[GCP] Steps to deploy DataFlow on Cloud Shell (using Python)

Introduction

I couldn't find a way to deploy DataFlow, and I couldn't find a program that could simply run, so I summarized it as a memorandum.

procedure

1. Install apache_beam

Execute the following command in Cloud Shell.

sudo pip3 install apache_beam[gcp]

The following installation method is useless because an error will occur in beam.io.ReadFromText.

sudo pip install apache_beam

The installation method of apache_beam using the virtual environment is as follows.

#Create folder
mkdir python2
cd python2

#Create virtual environment
python -m virtualenv env

#Activate
source env/bin/activate

# apache-beam installation
pip install apache-beam[gcp]

2. Program creation

This time I created something as simple as below.

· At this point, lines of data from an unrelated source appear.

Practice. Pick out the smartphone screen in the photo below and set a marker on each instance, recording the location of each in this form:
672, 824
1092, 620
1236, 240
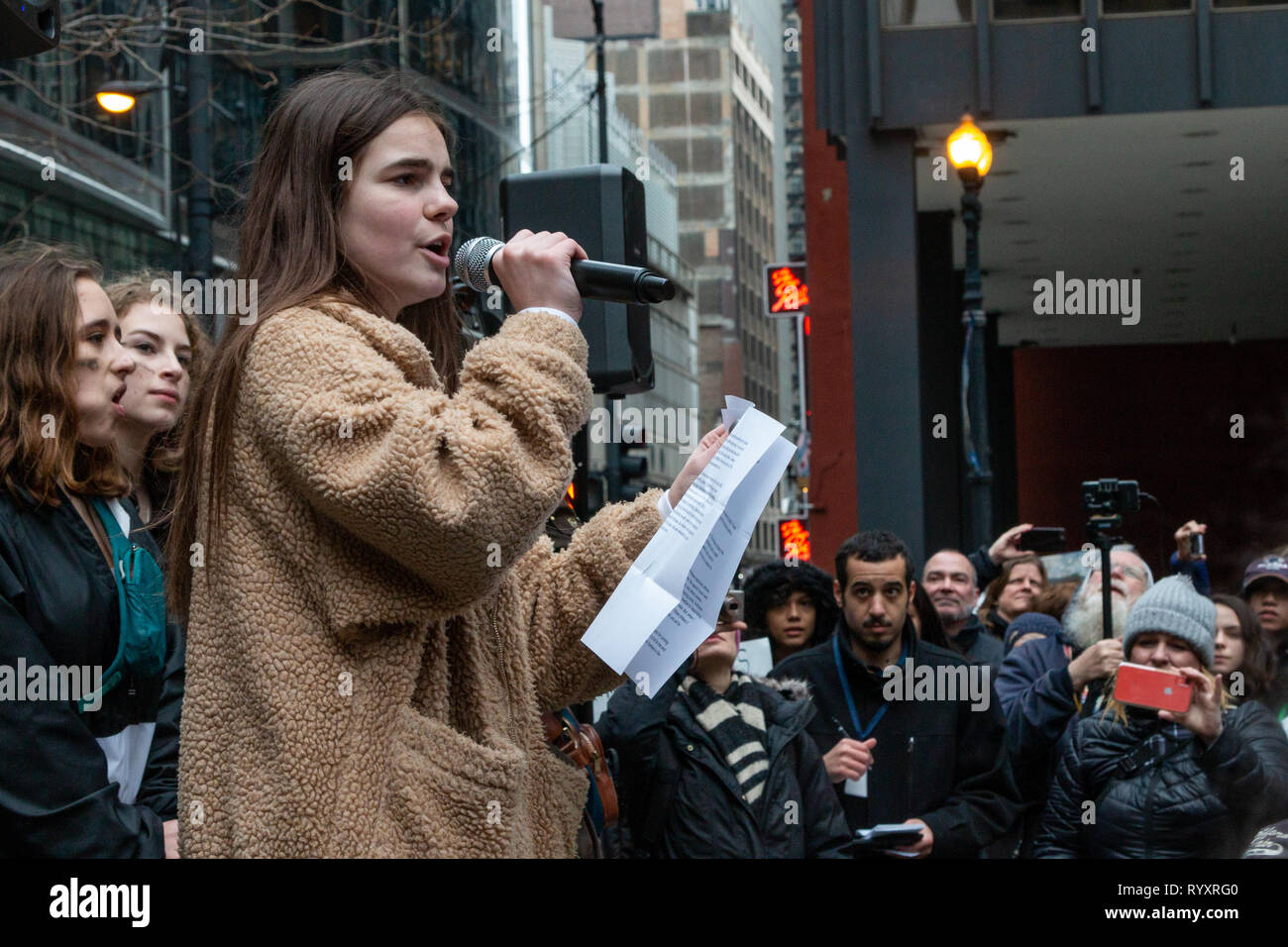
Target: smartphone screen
1147, 686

Just read the file read.txt directly under the specified bucket and output it to the file write.txt.

If you want to actually try it, enter the appropriate contents in PROJECTID, JOB_NAME, BUCKET_NAME.

gcs_readwrite.py


# coding:utf-8
import apache_beam as beam

#Specify job name, project ID, bucket name
PROJECTID = '<PROJECTID>'
JOB_NAME = '<JOB_NAME>'  #Enter the DataFlow job name
BUCKET_NAME = '<BUCKET_NAME>'

#Set job name, project ID, temporary file storage
options = beam.options.pipeline_options.PipelineOptions()
gcloud_options = options.view_as(
    beam.options.pipeline_options.GoogleCloudOptions)
gcloud_options.job_name = JOB_NAME
gcloud_options.project = PROJECTID
gcloud_options.staging_location = 'gs://{}/staging'.format(BUCKET_NAME)
gcloud_options.temp_location = 'gs://{}/tmp'.format(BUCKET_NAME)

#Specify the maximum number of workers, machine type, etc.
worker_options = options.view_as(beam.options.pipeline_options.WorkerOptions)
# worker_options.disk_size_gb = 100
# worker_options.max_num_workers = 2
# worker_options.num_workers = 2
# worker_options.machine_type = 'n1-standard-8'
# worker_options.zone = 'asia-northeast1-a'

#Switching the execution environment
# options.view_as(beam.options.pipeline_options.StandardOptions).runner = 'DirectRunner'  #Run on local machine
options.view_as(beam.options.pipeline_options.StandardOptions).runner = 'DataflowRunner'  #Run on Dataflow

#pipeline
p = beam.Pipeline(options=options)

(p | 'read' >> beam.io.ReadFromText('gs://{}/read.txt'.format(BUCKET_NAME))
    | 'write' >> beam.io.WriteToText('gs://{}/write.txt'.format(BUCKET_NAME))
 )
p.run().wait_until_finish()

3. GCS preparation

  1. Create the bucket name specified by BUCKET_NAME in the above program
  2. Create folders called staging and tmp directly under the created bucket.
  3. Create a file called read.txt locally. Any content is fine
  4. Upload read.txt directly under the created bucket

4. Run locally

First, switch the comment out as follows in "Switching the execution environment" of the above program.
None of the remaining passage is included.